WENRA was founded in 1999 as a network of Western European regulators. The association aims to harmonise and improve safety in matters relating to the operation and decommissioning of nuclear power stations and to the management of radioactive waste in Europe. WENRA has no formal status – cooperation within it is purely voluntary. Nevertheless, WENRA members undertake to implement WENRA safety reference levels in their respective national regulations. Members are the regulatory authorities from 18 currently or formerly nuclear-operating states in the EU, as well as from the UK, Switzerland and Ukraine.
For nuclear safety: Effective measures in the event of a fire
In the National Report, ENSI concludes that the basic concept of defence-in-depth fire protection provision is consistently being pursued in all Swiss nuclear installations. The concept includes both the prevention and control of fires as well as reducing the consequences of fires. The necessary protection measures are documented in the installation-specific fire protection concepts.
The fire analyses show that thanks to the protection measures in place in the Swiss nuclear installations, any possible release of radioactive substances in a fire remains well below the regulatory requirements.
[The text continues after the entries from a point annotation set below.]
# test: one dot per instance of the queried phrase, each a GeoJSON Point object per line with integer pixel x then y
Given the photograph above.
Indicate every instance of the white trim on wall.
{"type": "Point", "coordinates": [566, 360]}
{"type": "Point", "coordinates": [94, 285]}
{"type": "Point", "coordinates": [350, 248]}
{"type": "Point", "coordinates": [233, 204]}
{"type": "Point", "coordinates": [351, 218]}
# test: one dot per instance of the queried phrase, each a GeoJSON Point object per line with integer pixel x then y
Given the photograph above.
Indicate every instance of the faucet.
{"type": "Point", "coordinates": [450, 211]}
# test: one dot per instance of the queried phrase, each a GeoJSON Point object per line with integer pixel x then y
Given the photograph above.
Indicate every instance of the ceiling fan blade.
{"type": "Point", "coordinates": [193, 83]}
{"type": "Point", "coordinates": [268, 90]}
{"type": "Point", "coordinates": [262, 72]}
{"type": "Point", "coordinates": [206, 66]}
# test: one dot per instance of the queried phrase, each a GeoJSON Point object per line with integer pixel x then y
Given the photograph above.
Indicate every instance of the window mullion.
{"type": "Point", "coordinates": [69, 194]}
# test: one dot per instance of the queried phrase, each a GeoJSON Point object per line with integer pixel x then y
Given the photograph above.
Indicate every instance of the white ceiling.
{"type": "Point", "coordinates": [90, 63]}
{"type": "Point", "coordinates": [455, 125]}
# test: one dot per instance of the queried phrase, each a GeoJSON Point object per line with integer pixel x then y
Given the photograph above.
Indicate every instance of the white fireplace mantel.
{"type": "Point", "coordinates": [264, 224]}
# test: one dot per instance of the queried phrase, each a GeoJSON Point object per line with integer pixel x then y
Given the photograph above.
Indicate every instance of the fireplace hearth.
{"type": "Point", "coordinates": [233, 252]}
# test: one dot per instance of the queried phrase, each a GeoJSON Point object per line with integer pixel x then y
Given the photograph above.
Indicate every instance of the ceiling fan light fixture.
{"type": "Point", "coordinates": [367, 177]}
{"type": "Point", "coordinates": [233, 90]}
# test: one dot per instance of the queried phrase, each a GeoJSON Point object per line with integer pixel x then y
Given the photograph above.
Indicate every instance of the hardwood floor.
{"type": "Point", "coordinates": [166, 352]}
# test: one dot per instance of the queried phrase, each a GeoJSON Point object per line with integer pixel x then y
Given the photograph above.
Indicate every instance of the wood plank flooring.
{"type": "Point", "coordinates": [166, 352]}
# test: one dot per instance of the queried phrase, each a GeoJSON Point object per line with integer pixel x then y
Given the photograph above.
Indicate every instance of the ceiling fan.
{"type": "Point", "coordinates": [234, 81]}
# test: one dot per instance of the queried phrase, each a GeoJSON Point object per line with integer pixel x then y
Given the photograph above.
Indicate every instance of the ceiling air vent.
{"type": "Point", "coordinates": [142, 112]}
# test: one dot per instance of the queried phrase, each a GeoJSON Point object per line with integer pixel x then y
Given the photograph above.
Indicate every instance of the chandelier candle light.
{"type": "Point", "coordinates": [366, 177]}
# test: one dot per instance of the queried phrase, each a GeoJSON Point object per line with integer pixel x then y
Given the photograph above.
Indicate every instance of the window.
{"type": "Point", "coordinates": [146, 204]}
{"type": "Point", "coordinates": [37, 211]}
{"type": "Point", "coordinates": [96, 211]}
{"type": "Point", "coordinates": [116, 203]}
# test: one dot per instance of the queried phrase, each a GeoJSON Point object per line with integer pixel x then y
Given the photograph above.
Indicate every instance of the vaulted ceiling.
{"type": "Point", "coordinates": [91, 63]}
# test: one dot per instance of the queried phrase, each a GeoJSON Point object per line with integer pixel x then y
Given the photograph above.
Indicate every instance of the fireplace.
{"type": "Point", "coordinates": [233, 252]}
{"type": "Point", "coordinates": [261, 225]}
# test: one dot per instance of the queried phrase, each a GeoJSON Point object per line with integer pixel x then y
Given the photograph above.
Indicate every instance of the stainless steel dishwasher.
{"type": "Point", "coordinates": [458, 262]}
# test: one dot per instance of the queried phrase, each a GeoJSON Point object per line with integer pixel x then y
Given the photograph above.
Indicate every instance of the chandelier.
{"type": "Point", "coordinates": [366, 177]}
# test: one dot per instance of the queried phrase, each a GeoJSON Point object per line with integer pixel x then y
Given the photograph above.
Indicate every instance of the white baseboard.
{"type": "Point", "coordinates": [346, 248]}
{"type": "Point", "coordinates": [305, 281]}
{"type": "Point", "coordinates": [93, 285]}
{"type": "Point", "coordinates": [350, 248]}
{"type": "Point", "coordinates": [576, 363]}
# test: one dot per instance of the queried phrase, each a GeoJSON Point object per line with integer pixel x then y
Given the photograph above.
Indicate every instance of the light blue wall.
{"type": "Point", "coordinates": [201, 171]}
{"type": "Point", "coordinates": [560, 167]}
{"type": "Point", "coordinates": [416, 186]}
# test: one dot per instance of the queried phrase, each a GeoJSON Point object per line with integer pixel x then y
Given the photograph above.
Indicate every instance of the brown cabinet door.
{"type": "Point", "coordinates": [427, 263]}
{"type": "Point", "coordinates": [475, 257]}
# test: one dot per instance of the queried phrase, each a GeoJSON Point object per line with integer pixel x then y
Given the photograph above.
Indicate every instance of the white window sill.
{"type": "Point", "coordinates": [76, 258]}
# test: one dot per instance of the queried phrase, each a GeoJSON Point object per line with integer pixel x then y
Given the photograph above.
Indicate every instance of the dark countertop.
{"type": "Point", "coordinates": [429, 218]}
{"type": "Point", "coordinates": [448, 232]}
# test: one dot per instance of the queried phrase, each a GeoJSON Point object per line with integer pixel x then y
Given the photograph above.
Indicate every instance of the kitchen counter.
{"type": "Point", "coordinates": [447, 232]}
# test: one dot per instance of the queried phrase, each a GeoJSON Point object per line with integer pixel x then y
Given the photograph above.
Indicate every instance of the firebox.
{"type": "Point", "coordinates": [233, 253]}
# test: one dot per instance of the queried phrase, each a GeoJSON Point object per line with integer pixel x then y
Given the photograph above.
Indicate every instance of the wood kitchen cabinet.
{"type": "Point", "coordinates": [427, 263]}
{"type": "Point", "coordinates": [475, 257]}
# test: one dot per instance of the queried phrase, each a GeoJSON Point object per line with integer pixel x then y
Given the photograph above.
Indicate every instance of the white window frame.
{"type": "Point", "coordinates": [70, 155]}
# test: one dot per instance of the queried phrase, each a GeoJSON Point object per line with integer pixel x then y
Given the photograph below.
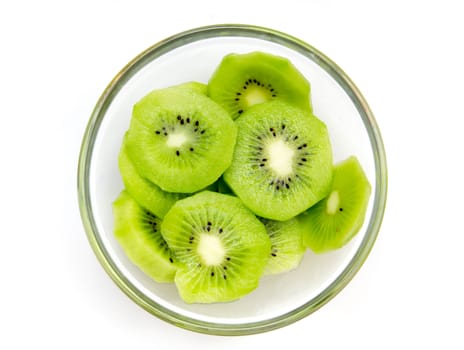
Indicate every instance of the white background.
{"type": "Point", "coordinates": [56, 58]}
From ENSI’s point of view, the implementation of the latest state-of-the-art fire protection technology in the nuclear installations, some of which are more than 50 years old, presents a particular challenge. The Report identified a need to update fire protection concepts in some nuclear installations. ENSI has also recognised that the scope of fire protection inspections needs to be increased.
- The installations each have a fire protection policy that includes the most important fire protection principles. The associated documentation is regularly reviewed and adapted.
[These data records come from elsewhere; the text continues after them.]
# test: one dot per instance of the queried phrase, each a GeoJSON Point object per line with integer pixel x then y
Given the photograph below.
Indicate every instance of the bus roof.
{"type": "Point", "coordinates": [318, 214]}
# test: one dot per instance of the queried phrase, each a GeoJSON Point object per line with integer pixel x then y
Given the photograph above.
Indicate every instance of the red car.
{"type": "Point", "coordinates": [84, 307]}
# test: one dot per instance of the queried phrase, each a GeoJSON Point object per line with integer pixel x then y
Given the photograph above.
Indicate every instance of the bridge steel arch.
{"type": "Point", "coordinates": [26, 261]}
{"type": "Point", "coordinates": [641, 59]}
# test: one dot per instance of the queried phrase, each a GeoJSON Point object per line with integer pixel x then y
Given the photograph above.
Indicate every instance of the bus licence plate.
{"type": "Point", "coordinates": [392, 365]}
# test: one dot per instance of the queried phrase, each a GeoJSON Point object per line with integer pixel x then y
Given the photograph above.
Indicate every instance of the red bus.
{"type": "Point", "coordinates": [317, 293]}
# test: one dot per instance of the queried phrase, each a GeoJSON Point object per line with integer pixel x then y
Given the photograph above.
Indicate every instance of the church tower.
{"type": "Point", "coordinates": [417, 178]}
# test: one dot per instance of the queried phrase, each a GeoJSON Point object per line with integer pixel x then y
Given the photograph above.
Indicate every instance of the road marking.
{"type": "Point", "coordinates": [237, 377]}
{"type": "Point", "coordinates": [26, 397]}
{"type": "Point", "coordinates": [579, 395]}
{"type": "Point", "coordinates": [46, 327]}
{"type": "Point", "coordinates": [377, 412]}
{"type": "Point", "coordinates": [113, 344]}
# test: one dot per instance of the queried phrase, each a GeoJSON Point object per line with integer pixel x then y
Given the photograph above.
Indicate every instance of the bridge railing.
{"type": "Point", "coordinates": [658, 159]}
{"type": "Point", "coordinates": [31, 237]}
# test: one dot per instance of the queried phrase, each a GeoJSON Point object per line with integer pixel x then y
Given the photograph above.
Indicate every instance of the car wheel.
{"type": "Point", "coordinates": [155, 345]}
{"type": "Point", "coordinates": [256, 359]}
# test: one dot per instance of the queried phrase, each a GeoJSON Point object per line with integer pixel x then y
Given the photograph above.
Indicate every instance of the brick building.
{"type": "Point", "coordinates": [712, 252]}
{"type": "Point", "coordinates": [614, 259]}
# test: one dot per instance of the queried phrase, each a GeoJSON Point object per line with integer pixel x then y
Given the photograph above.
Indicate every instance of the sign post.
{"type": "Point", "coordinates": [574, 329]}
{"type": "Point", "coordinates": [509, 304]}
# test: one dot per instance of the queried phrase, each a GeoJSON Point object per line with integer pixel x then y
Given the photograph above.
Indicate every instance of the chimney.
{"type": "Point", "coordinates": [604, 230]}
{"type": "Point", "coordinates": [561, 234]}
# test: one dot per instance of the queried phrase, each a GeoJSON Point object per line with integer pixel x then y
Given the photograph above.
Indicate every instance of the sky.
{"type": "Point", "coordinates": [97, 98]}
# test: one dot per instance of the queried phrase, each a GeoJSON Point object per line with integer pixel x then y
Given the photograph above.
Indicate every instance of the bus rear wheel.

- In the installations, any fire loads present, i.e. all combustible materials, are systematically recorded. Materials that are installed in the buildings (fixed fire loads) as well as materials located or stored in the buildings (mobile fire loads) are evaluated.
- Buildings are fully monitored using fire detection systems in accordance with national fire protection regulations. In recent years, fire detection systems have either been upgraded to the latest state of the art or are currently being upgraded.
- The functioning of the fire protection equipment is regularly checked in the installations.
- In accordance with national fire protection regulations, the installations are divided into fire compartments.
- In each of the installations, should a fire break out, fire dampers are closed in a targeted manner to isolate fire compartments and limit the spreading of fire.
- The fire safety officers are fully trained in their function.
Review of the National Report
As part of the Topical Peer Review 2023, the review of fire protection in nuclear installations takes place in three steps. In a first step, all participating countries evaluate the fire protection measures in their nuclear installations and summarise the results in a National Report. In a second step, fire protection experts from the participating countries assess the National Reports and derive recommendations from them, which are incorporated into national action plans in the third step.
After the reactor disaster in Fukushima, all nuclear power plants in the European Union, Switzerland and the Ukraine underwent a stress test in 2011. The reports were then reviewed by international experts and published.
In 2014 the Council of the European Union updated the EU Nuclear Safety Directive for the safety of nuclear installations. Amongst other things this envisages so-called Topical Peer Reviews for nuclear installations, a process in which partner countries review a particular key topic. Every six years the focus will be on a different aspect of the technical safety of nuclear installations.
The first Topical Peer Review 2017 focused on ageing management in nuclear power plants.